Be very careful with DELETE queries. There's no "undo" operation as in a word processor. Once you execute a DELETE query, the only way you can recover the deleted information is via a backup copy of the database.
There are many situations where you want to change a couple of fields in a record, usually because the information was entered incorrectly (such as a spelling error) or changed (such as a raise in salary). To change one or more fields in a record, you use the UPDATE query, which has this general syntax:
UPDATE table SET field1=value1, field2=value2, ..., fieldN=valueN WHERE condition
For example, if you want to set Fred Flintstone's age in the database to 40, you would use the following query:
UPDATE GuestBook SET age=40 WHERE name='Fred Flintstone'
The WHERE clause usually refers to a single record. If your WHERE clause specifies more than one record, all those records will have their field values changed.

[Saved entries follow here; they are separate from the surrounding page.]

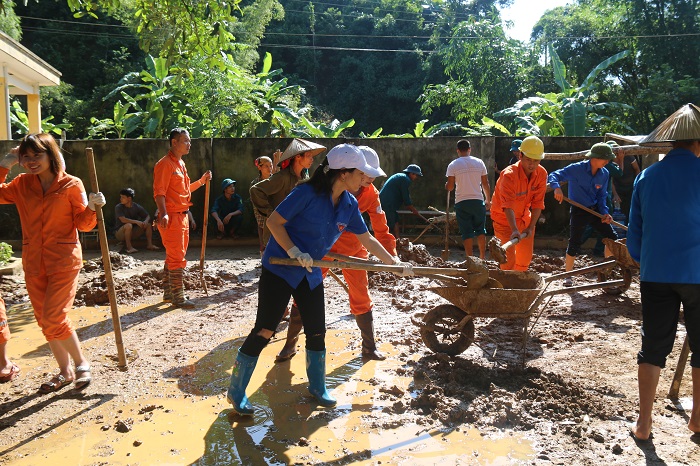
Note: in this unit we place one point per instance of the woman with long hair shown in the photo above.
(52, 207)
(304, 226)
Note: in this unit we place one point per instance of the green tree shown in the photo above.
(574, 111)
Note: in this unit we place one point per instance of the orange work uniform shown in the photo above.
(515, 191)
(51, 253)
(349, 245)
(4, 325)
(170, 179)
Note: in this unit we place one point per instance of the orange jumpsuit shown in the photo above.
(515, 191)
(4, 325)
(51, 253)
(349, 245)
(170, 180)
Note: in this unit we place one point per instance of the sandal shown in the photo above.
(83, 377)
(14, 372)
(56, 383)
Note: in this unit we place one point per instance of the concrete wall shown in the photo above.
(129, 163)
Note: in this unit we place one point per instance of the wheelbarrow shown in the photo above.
(449, 328)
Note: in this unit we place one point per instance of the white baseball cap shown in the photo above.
(372, 158)
(349, 156)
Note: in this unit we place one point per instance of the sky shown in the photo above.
(525, 13)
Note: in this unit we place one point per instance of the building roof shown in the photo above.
(26, 71)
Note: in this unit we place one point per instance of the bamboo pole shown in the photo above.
(107, 264)
(205, 223)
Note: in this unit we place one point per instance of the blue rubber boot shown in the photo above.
(316, 372)
(242, 370)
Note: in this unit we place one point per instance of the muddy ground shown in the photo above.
(571, 404)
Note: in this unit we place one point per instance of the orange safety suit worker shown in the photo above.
(4, 325)
(51, 253)
(349, 245)
(170, 179)
(515, 191)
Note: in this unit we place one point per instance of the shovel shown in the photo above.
(446, 252)
(498, 252)
(592, 212)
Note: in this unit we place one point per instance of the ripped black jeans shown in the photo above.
(273, 297)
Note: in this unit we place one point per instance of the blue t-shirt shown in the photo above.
(394, 193)
(584, 187)
(664, 225)
(313, 224)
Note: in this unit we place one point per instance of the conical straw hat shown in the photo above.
(683, 125)
(298, 146)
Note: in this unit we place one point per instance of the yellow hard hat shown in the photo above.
(532, 147)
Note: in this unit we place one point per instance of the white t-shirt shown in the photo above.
(467, 172)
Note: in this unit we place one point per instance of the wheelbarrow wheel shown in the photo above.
(616, 273)
(440, 333)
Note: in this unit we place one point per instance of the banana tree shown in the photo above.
(571, 112)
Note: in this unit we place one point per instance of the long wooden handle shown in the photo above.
(593, 212)
(205, 223)
(514, 241)
(107, 264)
(372, 267)
(680, 368)
(447, 223)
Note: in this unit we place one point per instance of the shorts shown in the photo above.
(661, 305)
(471, 218)
(579, 219)
(136, 231)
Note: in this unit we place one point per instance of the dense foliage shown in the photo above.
(253, 68)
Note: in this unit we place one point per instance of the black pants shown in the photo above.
(661, 305)
(273, 296)
(579, 219)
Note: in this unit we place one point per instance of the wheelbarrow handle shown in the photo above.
(417, 270)
(593, 212)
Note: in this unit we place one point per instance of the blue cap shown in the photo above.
(413, 168)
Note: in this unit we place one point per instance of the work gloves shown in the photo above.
(96, 199)
(304, 259)
(406, 266)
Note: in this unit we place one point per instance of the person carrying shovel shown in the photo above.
(663, 238)
(52, 207)
(588, 186)
(517, 203)
(172, 192)
(467, 175)
(349, 245)
(304, 227)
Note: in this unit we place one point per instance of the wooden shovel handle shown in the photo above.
(514, 241)
(592, 212)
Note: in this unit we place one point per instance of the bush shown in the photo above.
(5, 253)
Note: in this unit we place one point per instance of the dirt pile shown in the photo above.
(137, 287)
(458, 390)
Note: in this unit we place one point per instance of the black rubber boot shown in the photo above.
(177, 287)
(369, 347)
(293, 331)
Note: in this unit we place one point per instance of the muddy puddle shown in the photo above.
(184, 418)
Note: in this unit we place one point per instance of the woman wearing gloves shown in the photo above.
(348, 244)
(52, 206)
(305, 226)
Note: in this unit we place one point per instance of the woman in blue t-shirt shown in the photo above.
(304, 227)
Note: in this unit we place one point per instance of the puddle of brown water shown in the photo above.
(200, 428)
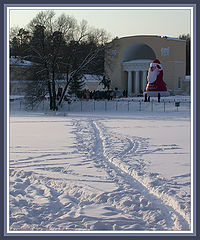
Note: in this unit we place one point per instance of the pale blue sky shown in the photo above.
(121, 23)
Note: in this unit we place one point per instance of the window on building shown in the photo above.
(179, 83)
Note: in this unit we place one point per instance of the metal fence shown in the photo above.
(109, 106)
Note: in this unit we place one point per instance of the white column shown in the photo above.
(129, 83)
(136, 82)
(144, 80)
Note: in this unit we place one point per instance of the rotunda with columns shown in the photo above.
(127, 62)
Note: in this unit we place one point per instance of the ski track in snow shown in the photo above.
(58, 201)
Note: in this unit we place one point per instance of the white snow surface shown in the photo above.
(100, 172)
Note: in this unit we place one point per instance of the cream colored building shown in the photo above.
(127, 61)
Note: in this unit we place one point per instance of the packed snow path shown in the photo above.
(101, 182)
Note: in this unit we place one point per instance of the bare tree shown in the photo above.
(61, 46)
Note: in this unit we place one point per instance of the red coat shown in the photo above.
(158, 84)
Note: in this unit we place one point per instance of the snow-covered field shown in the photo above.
(100, 171)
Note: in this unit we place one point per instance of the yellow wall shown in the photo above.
(174, 65)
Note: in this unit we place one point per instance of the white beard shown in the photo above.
(152, 75)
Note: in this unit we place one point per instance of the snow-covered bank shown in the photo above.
(116, 172)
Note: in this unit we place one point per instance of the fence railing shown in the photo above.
(108, 106)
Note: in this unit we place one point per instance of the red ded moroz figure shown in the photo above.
(155, 77)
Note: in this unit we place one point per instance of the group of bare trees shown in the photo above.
(60, 48)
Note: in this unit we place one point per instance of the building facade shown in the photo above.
(127, 62)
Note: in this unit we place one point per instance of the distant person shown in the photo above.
(155, 77)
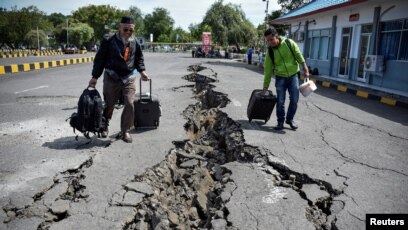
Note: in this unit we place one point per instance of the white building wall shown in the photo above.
(366, 16)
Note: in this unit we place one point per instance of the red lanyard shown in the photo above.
(126, 54)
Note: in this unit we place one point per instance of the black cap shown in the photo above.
(127, 20)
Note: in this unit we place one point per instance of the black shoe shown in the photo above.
(127, 138)
(104, 133)
(279, 126)
(292, 124)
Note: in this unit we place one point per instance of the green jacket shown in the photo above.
(285, 63)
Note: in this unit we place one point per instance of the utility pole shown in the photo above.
(38, 40)
(266, 25)
(67, 34)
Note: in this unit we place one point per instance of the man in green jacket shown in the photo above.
(284, 63)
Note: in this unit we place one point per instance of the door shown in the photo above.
(365, 43)
(344, 66)
(364, 46)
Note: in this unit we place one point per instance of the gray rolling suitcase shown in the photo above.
(147, 109)
(261, 105)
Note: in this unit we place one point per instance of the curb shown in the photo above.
(386, 99)
(15, 68)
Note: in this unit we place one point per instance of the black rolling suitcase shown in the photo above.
(147, 109)
(261, 105)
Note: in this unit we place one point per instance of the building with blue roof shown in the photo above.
(360, 42)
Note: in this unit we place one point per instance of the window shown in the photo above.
(319, 44)
(394, 39)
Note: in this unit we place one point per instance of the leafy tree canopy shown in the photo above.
(229, 24)
(158, 23)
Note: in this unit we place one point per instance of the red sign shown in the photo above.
(206, 38)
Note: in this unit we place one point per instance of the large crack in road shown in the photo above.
(190, 188)
(189, 185)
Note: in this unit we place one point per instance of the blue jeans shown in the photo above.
(292, 85)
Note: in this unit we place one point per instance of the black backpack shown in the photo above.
(89, 117)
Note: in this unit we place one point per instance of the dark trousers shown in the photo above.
(249, 58)
(112, 90)
(283, 84)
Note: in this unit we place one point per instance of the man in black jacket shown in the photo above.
(119, 55)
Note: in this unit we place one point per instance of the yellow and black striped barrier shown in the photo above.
(14, 54)
(360, 93)
(15, 68)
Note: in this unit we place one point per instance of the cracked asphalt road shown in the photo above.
(348, 150)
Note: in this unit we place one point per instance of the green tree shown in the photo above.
(80, 34)
(158, 23)
(32, 38)
(229, 24)
(183, 36)
(15, 24)
(57, 19)
(99, 17)
(276, 14)
(288, 5)
(136, 13)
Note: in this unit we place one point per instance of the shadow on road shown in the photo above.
(368, 105)
(261, 126)
(81, 143)
(392, 113)
(236, 64)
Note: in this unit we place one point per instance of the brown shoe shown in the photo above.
(127, 138)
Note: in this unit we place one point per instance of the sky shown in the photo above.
(184, 12)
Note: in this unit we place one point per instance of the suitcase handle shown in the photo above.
(150, 89)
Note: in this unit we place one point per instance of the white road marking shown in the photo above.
(236, 102)
(26, 90)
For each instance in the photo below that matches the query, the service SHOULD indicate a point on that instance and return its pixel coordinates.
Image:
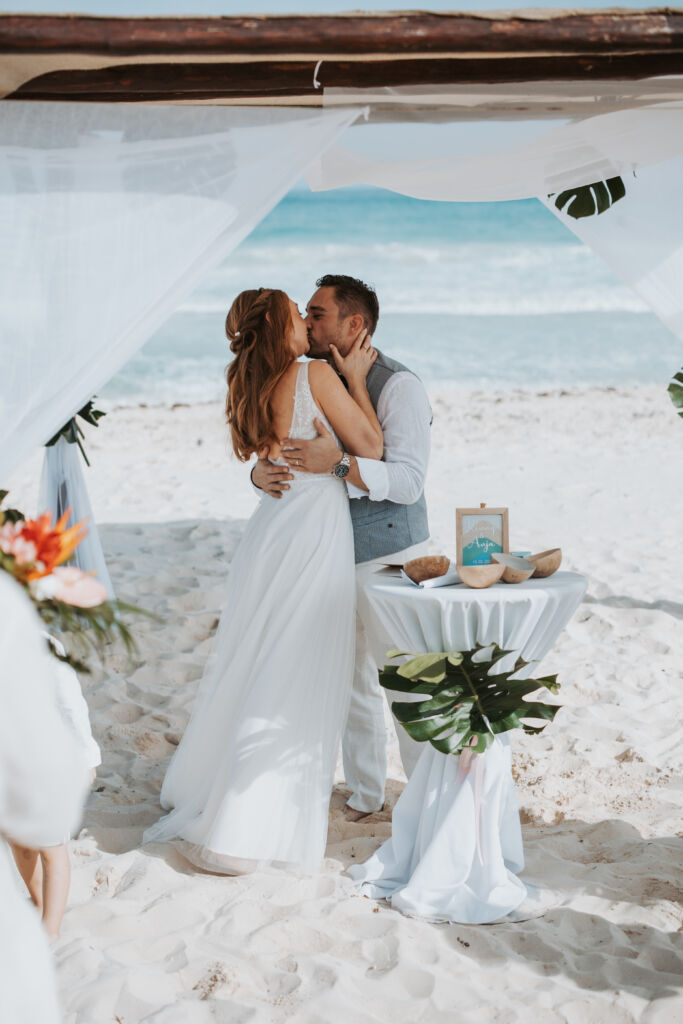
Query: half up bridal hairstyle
(258, 327)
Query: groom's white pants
(364, 742)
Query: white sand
(146, 939)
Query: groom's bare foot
(351, 814)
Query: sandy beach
(147, 939)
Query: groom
(388, 512)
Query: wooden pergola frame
(292, 60)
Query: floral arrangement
(467, 699)
(68, 600)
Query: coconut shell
(546, 562)
(479, 577)
(427, 567)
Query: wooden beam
(151, 82)
(272, 58)
(654, 30)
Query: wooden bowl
(546, 562)
(515, 569)
(479, 577)
(427, 567)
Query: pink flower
(78, 588)
(11, 543)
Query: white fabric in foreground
(42, 785)
(62, 486)
(110, 215)
(640, 238)
(445, 859)
(463, 164)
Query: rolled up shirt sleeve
(404, 416)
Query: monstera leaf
(586, 201)
(9, 515)
(72, 431)
(676, 391)
(468, 701)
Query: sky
(198, 7)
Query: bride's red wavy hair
(258, 327)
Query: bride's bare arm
(350, 413)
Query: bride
(250, 782)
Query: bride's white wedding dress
(251, 780)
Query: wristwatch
(342, 467)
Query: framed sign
(480, 534)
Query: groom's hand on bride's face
(269, 477)
(316, 456)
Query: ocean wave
(483, 305)
(467, 280)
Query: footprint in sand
(126, 714)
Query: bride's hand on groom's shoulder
(269, 477)
(354, 367)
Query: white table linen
(456, 847)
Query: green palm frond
(587, 201)
(676, 391)
(468, 701)
(9, 515)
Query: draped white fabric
(456, 841)
(110, 214)
(62, 486)
(641, 237)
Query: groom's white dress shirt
(404, 416)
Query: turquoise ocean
(472, 295)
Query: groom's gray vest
(382, 527)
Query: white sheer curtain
(641, 237)
(62, 486)
(110, 214)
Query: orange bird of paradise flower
(53, 544)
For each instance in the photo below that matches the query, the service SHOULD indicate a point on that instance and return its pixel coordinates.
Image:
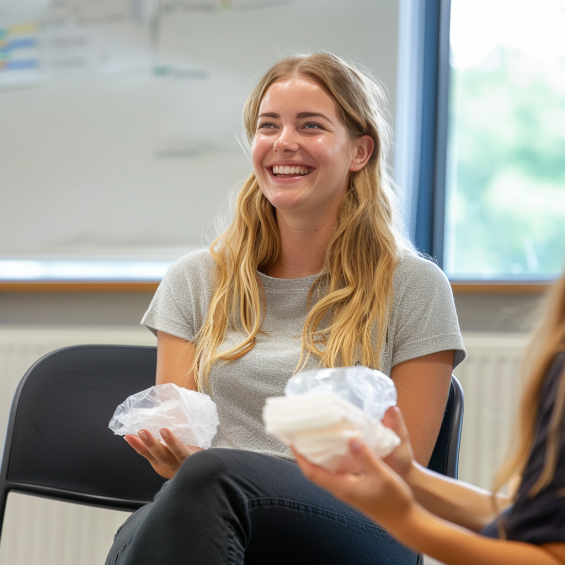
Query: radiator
(45, 532)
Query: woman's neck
(303, 247)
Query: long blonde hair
(547, 342)
(354, 290)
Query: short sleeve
(424, 319)
(180, 304)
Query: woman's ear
(363, 149)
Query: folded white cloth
(321, 425)
(190, 415)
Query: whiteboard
(138, 163)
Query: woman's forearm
(453, 545)
(455, 501)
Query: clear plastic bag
(324, 409)
(366, 388)
(190, 415)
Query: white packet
(324, 409)
(190, 415)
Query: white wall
(82, 160)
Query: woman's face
(302, 153)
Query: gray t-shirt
(423, 321)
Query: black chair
(445, 457)
(58, 444)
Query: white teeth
(288, 170)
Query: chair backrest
(58, 443)
(445, 457)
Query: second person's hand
(165, 459)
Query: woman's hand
(377, 491)
(165, 459)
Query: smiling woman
(313, 270)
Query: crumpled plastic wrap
(190, 415)
(324, 409)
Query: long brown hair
(547, 342)
(355, 288)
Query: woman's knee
(204, 469)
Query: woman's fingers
(140, 448)
(179, 449)
(159, 451)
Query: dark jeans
(227, 506)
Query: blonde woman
(312, 272)
(457, 523)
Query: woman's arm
(381, 494)
(175, 357)
(456, 501)
(423, 386)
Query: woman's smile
(301, 152)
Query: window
(505, 173)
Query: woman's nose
(286, 141)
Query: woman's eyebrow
(299, 116)
(312, 115)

For example, the following UPDATE query refers to more than one record (refer to Figure 26):
UPDATE GuestBook set age=7,name='Dino' WHERE name LIKE '*a*'
Specifically, the records for both Wilma and Barney fit the conditions specified in the WHERE clause. Thus, the database will change both Wilma's and Barney's names to Dino and set both their ages to 7. The "tricky" part to writing an UPDATE query is getting the WHERE clause correct. However, as with the DELETE query, if you're comfortable writing WHERE clauses for your SELECT queries, you should have little problem generalizing your knowledge to UPDATE queries.